A former employee has come forward, claiming a chaotic environment existed behind the scenes and challenging a broad confidentiality agreement she was expected to uphold. So far, the well-known radio host hasn’t officially said anything.

Howard Stern had always kept his world tightly controlled, a private machine running smoothly out of public sight. Now, it seems, parts of that machinery are being dragged into the open. It started with a report from the New York Post’s Page Six: a former executive assistant, who worked for both Stern and his wife, Beth, was suing. She was asking for $2.5 million, and the lawsuit, it appeared, was becoming less about just legal documents and more about the underlying power dynamics at play.

Howard and Beth Stern. Photo: YouTube.com

Leslie Kuhn, who had spent considerable time working directly for the couple, filed fresh court documents over the weekend. These papers brought her complaints into sharper focus, and they also highlighted the fact that Stern still hadn’t issued any formal reply. Her filing painted a picture of internal chaos, she said. It described a workplace riddled with disorganization and accounting methods that struck her as questionable. This was a stark contrast to the slick, well-managed image the Stern brand had cultivated for years.

Yet, perhaps the more significant fight wasn’t about the mess, but about the very right to speak. Kuhn was actively challenging a nondisclosure agreement, claiming she’d never actually signed it and asking the court to declare it invalid and impossible to enforce. The terms of this agreement, as detailed in her filing, seemed to cover almost everything. It wasn’t just about business; it stretched into the most intimate corners of the Sterns’ private lives, from their everyday habits to their routines at home.

This whole dispute, in many ways, mirrored a common imbalance. John J. Leonard, Kuhn’s attorney, argued that the NDA was essentially a tool designed to keep his client from ever discussing her time there. He saw it as reinforcing a fundamental imbalance between those who hire and those who are hired. From his perspective, the case wasn’t simply about one person’s complaint in a workplace; it was about the power embedded in contracts, especially those that come with working so closely to wealth and fame.

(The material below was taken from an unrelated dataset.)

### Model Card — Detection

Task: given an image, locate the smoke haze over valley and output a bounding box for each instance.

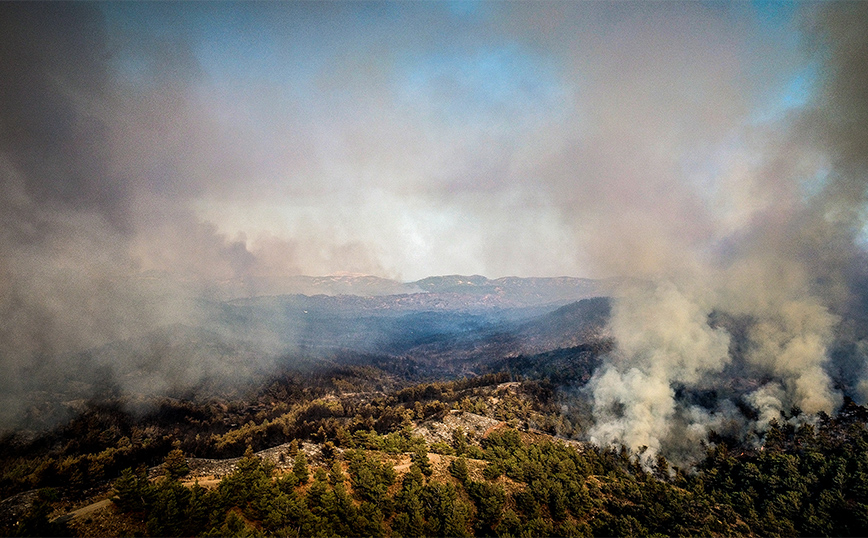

For Stern, a man whose entire career had been built on revealing things—both his own life and the lives of others—this lawsuit brought a new, unwelcome kind of exposure. It was a shift from the familiar studio spotlight to the harsh glare of a courtroom. Regardless of whether the case proceeds on its actual claims or gets bogged down in legal wrangling over the NDA, one thing was clear: the very private operations of his famous world were now going to be examined, not live on the radio, but under the solemn weight of an oath.